L’avocate persiste : « Ousmane Kaba, est-ce que vous vous êtes interrogé avant de signer ce contrat » ? Réponse : « Du moment qu’il n’y a pas de problème, on ne s’interroge pas ». Le conseil de la partie civile de poursuivre : « Ousmane Kaba, comment vous avez préparé la convention ? » Le prévenu précise qu’il ne revient pas à un ministre de préparer les dossiers, mais aux services techniques du ministère. L’insistance de l’avocate finit par agacer de nouveau Ousmane Kaba. « Je ne suis pas votre enfant, ne me parlez pas comme ça », lance-t-il. Le juge lui ordonne de se contenter de répondre aux questions ou de s’y abstenir.
Suspension de l’audience
Les avocats de la défense déplorent un manque de respect à l’égard de leur client, avant d’inviter leur consœur à plus d’égard. Me Téninké Traoré rétorque que la loi ne l’oblige pas à appeler un prévenu monsieur. « En plus de 20 ans de carrière, c’est ma première fois d’entendre dire qu’on ne dit pas monsieur à un prévenu à l’audience », s’est exclamé Me Mohamed Traoré. Son confrère Adama Barry d’enfoncer le clou, en rappelant que « nous sommes en Afrique, Dr Kaba est plus âgé qu’elle. Elle lui doit du respect ».
Le président de la Cour demande humblement à l’avocate Téninké Touré d’en tenir compte en s’adressant au prévenu. « Je ne dirai jamais cela, s’entête l’avocate. Je veux qu’on me montre une loi qui m’oblige à le faire ». Les tentatives de la faire comprendre que c’est une question de bienséance laissent l’avocate de marbre.
Le président de la Cour suspend l’audience. A la reprise, le parquet rappelle que la Cour applique la loi et non la morale. L’avocate poursuit, ragaillardie.

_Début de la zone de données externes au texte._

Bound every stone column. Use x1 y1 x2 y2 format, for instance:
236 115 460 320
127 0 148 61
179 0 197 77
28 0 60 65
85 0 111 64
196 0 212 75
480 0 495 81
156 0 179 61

A la question de savoir si Ousmane Kaba avait signé un accord financier de 3 millions de dollars, il répond : « Je n’ai signé qu’un accord global qui intéresse les deux gouvernements et rien d’autre ». L’avocate insiste, le prévenu s’emporte enocre et lâche : « Est ce que ça va dans la tête ? » Il est sommé de revenir sur ses propos.
Un dossier déjà jugé ?
Les avocats de la défense soutiennent que l’affaire a déjà été jugée depuis 2010. De même, les enquêteurs de l’ORDEF saisis récemment auraient conclu dans leur rapport qu’il n’y avait pas de preuves suffisantes nécessitant des poursuites. La défense ne comprend pas pourquoi le ministère public s’est saisi du dossier. Mieux, poursuivent les avocats, leur client a signé la convention en tant que ministre, agent de l’État et ne saurait donc être poursuivi à titre personnel. La procédure a été relancée à la CRIEF « parce que nous sommes faibles aujourd’hui et qu’il faut poursuivre les anciens ministres. C’est la tendance », renchérit Ousmane Kaba.
Le procès a été renvoyé au 17 février, pour entendre les anciens ministres Boubacar Barry, Mansa Moussa Sidibé, Moussa Condé alias Tata Vieux et la société China Ficherie Corporation, pour les mêmes charges de « faux et usage de faux en écriture publique, abus de confiance ».